Anabela Fino
Os inactivos
A cena mediática nacional é hoje palco privilegiado da actividade frenética a que se dedicam uns espécimes que a si próprios se classificam de inactivos, isto é, dos que dizem «estar fora da vida política activa». De José Miguel Júdice a Santana Lopes, de Marques Mendes a Cavaco Silva, só para citar alguns exemplos, é ver como todos se desunham a perorar sobre os «casos» colocados na ordem do dia pela agenda económica/política/social do capital.
Refastelados nos seus cadeirões de comentadores ou em poses para a posteridades, coloquais uns, mais doutorais outros, todos debitam em nome da democracia sobre os problemas do povo e do País como se estivessem isentos de responsabilidades, quais virgens sem sombra de pecado, e apontam caminhos que a ser seguidos só poderão levar ao desenvolvimento e ao progresso, apesar de terem a particularidade de serem os mesmíssimos trilhados ao longo de décadas com resultados sempre em desfavor dos suspeitos do costume.
Nesta lavandaria self-service, autêntica barrela de passados mais ou menos longínquos, Júdice já não é o antigo fundador do contrarrevolucionário MDLP onde a extrema-direita se acoitou para combater o 25 de Abril, de onde passou para o PSD, partido em que permaneceu até se aproximar do CDS, primeiro, e do PS, depois, em eleições autárquicas, acabando a apoiar Marcelo nas presidenciais. Do mesmo modo, Marques Mendes lixiviou um longo passado como autarca, deputado, ministro de Cavaco Silva (de 1985 a 1995) e de Durão Barroso (2002 a 2004), e dirigente do PSD. Poderíamos continuar por aqui que havia pano para mangas, mas seria ocioso.

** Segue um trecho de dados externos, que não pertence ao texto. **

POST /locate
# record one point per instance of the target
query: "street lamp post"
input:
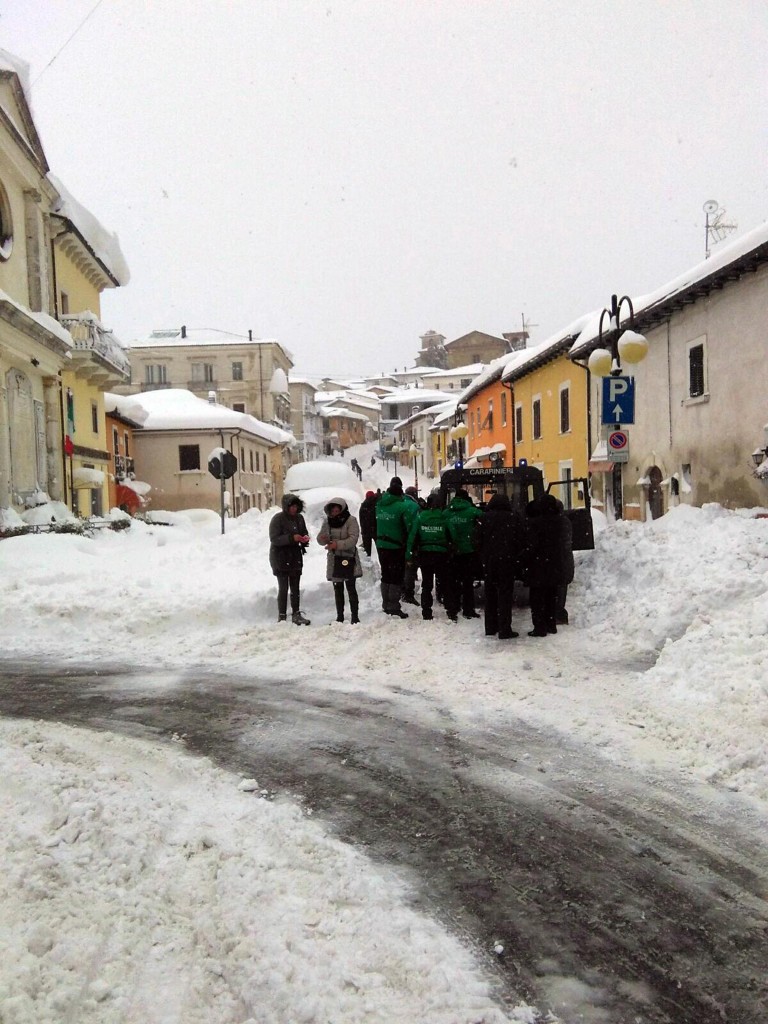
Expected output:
(625, 343)
(414, 453)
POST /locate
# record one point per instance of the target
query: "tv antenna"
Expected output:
(715, 229)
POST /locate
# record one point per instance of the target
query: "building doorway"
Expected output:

O que importa mesmo referir é que estes políticos da política de direita, dizendo não estar no activo, intervêm activamente como fazedores da opinião publicada, seja para falar sobre a «insustentabilidade do Serviço Nacional de Saúde e do sistema de Segurança Social» ou ameaçar contar o que dirigentes socialistas lhe disseram no passado «sobre o Bloco de Esquerda e o PCP», como fez Cavaco em entrevista recente ao Expresso, seja nos recados semanais transmitidos nos comentários televisivos e replicados depois abundantemente em jornais, revistas e sítios electrónicos. A tónica mais recente, comum a praticamente todos, a propósito do congresso do PSD e até a despropósito, é a entronização da dupla Cavaco Silva / Passos Coelho em que todos parecem agora apostados. Afinal terão sido eles os salvadores da Pátria, o empobrecimento forçado e brutal de milhões de portugueses foi uma forma de progresso, os despedimentos em massa uma inevitabilidade para o crescimento da economia, etc., etc., etc.
Nesta corrida para ver quem lava mais branco, Marques Mendes, que foi ao congresso do PSD «matar saudades», deixa «uma palavra de agradecimento» a Passos Coelho pelo «legado na história do PSD e na história do País», e já anuncia que Luís Montenegro será líder do partido, não se sabe é quando.
Se isto é um inactivo, imagine-se o que seria se estivesse em actividade.